Doctor of Philosophy

Major

Geography

Major Professor

Solange Munoz

Committee Members

Gerard McCartney, Derek Alderman, Stefanie Benjamin

Abstract

Older women face unique health inequities challenges. This study aims to provide an understanding of older women’s perceptions and situated experiences regarding the gendered health inequities they face and the social determinants (SDH) thereof. It examines how these health inequities are situated in older women’s genealogical (familial) and geographical health and mortality outcomes histories and how their perceptions and experiences of health inequities and their familial mortality outcomes histories are characterized by the geopolitical and social norms in which they live. The purpose of this project is to present policy and decision-makers with insights about and recommendations from older women on their needs and wants in order to mitigate those health inequities. The data for this study was collected through semi-structured interviews with twelve women in Appalachian East Tennessee. Areas examined include: the women’s perceived impact of federal, state, and local policies and interventions on the participants; the role of social norming and health narratives, particularly stigmatization and discrimination around ageism, sexism, and health marginalization of older women, and the resultant older women’s internalization of health norms; the familial role in health inequities; the usage of family health histories and older women’s genealogies of health and mortality outcomes; and the role of place and place-effects. This study also aimed to examine the place-based and temporal geopolitical, social and cultural norming and social conditioning of older women in relation to their perceptions, attitudes and beliefs.
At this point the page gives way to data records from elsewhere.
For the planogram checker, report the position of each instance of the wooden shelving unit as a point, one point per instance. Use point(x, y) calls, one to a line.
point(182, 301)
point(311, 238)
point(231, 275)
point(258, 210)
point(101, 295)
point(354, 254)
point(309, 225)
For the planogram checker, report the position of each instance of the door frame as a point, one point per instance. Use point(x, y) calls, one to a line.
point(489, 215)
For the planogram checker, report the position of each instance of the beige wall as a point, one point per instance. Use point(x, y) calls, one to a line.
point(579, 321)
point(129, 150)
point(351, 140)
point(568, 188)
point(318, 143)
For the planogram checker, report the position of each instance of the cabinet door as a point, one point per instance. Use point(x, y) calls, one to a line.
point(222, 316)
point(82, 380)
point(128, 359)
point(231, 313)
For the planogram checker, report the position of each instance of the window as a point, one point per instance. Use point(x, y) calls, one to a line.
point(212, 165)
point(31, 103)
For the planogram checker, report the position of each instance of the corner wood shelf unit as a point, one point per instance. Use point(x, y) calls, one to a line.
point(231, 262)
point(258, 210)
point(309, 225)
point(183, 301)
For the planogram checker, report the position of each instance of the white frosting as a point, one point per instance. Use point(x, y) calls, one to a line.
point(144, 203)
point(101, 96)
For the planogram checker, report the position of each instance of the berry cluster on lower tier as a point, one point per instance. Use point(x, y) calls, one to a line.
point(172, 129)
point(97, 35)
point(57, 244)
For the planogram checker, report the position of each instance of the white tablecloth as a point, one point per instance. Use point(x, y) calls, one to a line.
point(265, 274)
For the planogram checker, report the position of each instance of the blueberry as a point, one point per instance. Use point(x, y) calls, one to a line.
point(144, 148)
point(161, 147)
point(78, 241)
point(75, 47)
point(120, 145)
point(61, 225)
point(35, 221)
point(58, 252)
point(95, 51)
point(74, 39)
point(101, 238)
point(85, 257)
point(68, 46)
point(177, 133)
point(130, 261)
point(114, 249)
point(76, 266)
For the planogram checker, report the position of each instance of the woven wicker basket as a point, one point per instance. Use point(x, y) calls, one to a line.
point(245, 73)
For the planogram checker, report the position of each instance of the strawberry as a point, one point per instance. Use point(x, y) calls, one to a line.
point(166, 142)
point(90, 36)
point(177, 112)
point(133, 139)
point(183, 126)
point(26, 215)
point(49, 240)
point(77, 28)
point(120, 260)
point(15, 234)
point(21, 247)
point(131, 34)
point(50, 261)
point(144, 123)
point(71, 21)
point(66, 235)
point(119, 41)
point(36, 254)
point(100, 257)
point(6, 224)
This study sought to determine if these norms impact the participants’ awareness or lack of awareness of their family health histories. This study showed that internalization of these norms, and the replicating of beliefs, attitudes, and perceptions that older women have around health inequities and familial mortality outcomes may be reproduced in their own families. The women provided their own recommendations for ways to mitigate the health inequities they face. This has implications for policymaking and intervention design in co-production with older women in order to mitigate older women’s health inequities.